The Global Poverty Initiative concluded its series of events highlighting Modern Slavery Awareness Week by sponsoring a luncheon with the topic of "What You Can Do." The April 16 luncheon featured speakers from the Nashville community who advocated for fair trade policies, involvement in combative social groups, and more government attention to human trafficking issues.

Speakers included C. Lee Eby from the fair trade enterprise Ten Thousand Villages Nashville, CEO of Free for Life International Colette Bercu, and Vanderbilt University International, Educational, and Public Policy lecturer Dr. Brian Heuser.

Eby, the board of directors chairman for Ten Thousand Villages, began his speech by making a connection between poverty and the origins of modern slavery. He noted that "slavery problems grow out of poverty and children of the world are exploited by the international trade system."

Eby defined fair trade as the "direct exchange of goods based on the principles of economic and social justice" and explained that free trade and fair trade are not synonymous, as free trade only refers to economic agreements made between countries.
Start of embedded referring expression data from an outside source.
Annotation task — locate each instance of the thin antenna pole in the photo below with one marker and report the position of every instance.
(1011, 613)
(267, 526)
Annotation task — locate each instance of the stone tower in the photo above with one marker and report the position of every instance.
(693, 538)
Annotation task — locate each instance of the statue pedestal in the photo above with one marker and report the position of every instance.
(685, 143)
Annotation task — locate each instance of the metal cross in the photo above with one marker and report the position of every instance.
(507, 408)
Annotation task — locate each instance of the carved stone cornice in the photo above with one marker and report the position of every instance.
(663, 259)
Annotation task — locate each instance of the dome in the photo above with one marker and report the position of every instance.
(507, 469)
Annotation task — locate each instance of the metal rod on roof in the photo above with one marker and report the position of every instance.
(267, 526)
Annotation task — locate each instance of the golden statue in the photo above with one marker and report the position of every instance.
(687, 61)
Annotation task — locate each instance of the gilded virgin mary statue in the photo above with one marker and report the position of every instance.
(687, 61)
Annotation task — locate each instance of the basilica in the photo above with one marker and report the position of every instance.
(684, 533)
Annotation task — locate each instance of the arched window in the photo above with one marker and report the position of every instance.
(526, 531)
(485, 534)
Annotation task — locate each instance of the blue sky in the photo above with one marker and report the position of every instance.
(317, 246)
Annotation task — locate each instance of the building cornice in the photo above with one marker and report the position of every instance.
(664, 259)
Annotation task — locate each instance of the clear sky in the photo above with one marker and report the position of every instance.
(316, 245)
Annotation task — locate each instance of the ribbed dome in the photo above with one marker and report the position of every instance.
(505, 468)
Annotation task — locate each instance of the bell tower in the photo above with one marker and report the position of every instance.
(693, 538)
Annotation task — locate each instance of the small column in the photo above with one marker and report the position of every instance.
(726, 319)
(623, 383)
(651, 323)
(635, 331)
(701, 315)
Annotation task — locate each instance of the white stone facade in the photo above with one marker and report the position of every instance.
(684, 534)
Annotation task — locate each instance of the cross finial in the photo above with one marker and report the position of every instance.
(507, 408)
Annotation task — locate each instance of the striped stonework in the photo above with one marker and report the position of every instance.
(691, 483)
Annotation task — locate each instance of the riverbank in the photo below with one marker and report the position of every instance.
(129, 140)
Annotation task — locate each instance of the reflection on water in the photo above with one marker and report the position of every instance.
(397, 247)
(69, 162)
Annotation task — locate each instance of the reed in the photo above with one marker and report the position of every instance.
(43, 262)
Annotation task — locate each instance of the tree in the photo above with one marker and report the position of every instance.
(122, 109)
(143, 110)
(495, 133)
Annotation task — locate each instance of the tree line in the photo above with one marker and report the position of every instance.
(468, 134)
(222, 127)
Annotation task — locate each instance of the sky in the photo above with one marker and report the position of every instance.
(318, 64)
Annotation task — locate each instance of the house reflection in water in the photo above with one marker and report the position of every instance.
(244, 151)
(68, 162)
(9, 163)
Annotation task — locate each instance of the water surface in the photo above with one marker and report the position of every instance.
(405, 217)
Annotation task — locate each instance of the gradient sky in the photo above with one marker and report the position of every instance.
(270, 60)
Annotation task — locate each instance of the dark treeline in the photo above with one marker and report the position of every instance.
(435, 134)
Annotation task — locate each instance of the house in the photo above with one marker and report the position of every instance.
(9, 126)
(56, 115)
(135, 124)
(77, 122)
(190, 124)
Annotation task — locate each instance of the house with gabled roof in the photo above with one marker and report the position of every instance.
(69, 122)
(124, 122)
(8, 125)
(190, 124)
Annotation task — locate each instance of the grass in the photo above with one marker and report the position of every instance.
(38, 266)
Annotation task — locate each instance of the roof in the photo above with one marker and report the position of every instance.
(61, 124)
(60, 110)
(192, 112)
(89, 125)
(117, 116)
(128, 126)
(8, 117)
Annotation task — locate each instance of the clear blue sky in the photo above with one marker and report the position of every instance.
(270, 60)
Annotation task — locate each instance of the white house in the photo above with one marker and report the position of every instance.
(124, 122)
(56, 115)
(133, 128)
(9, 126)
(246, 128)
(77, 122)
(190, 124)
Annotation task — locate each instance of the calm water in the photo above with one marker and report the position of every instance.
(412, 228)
Fair trade businesses, like Nashville's own Ten Thousand Villages, ensure that children are not exploited as labor in any part of the production process. They also offer, Eby said, cash advances for the artisans for up to 50 percent. The main incentives for artisans to do business with fair trade companies are reliable payments and long-term relationships, factors that often cannot be found in impoverished nations. Eby pointed to Haiti and Chile, countries hurt deeply by earthquakes in the past year, as places with struggling economies with which Ten Thousand Villages now works.

Although Eby stressed that poverty is the undeniable cause of modern slavery, Dr. Heuser sharply disagreed. "Poverty does not cause human trafficking. It only provides the context," Heuser said.

He related an anecdote detailing his own personal encounter with trafficking during a collegiate study in Shanghai. Expecting to meet with a local purportedly willing to exchange currencies, Heuser instead found himself face-to-face with a man attempting to sell him a young girl. This experience caused Heuser to recognize that the problem of slavery still persists even in the modern world.